Niterider Lumina & Sabre

BikeRadar score4.5/5

The Niterider Lumina & Sabre combo is a very good value for money package
The Niterider Lumina & Sabre combo is a very good value for money package

• Price: £60.00 / US$76.74 / AU$101.34

Buy the NiteRider Lumina 450 Micro and Saber 50 Light Set

Niterider packs serious see and be seen power into this top value, lifetime-warrantied twin set. The Lumina’s embedded LED means zero sideways visibility, but the 450-lumen beam gives an excellent punch for fast road riding.

The 200-lumen, three-hour run time beam is still useful and there are charging and low battery indicators. The Sabre rear uses an equally powerful single strip COB LED with three standard and three flashing modes plus extra side LEDs. Both click easily into thick rubber strap mounts, which are heavy but adjustable to fit round bars, stems and the most perverse seatpost angles. 

Exposure Sirius Mk5 & TraceR

BikeRadar score4/5

The build quality of the UK made Exposure Sirius MK5 & Tracer combo pack left us impressed
The build quality of the UK made Exposure Sirius MK5 & Tracer combo pack left us impressed

• Price: £129.99 / US$138.61 / AU$183.01

Buy the Exposure Sirius MK5 & TraceR 

Exposure’s UK-built twin pack is a versatile and function-rich set. Power is adequate rather than amazing for back lane blasting, but generous run times despite low weight mean you can run it higher for longer than most, and there’s a programmable settings menu.

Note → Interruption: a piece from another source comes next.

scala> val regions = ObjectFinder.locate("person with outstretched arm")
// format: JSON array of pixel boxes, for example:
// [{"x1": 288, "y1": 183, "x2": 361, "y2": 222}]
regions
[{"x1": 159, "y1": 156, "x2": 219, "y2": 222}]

The‘ warm’ coloured, mid-width beam also has cutouts for decent side awareness. An optional remote switch, auxiliary battery and USB device charging lead increase versatility, and recharge times are fast.

The TraceR rear is powerful, particularly from directly behind, and both lights have basic recharge and run time communication. The switches are indistinct in gloves and you’ll need the optional saddle rail clamp if you’ve got an elliptical aero seatpost.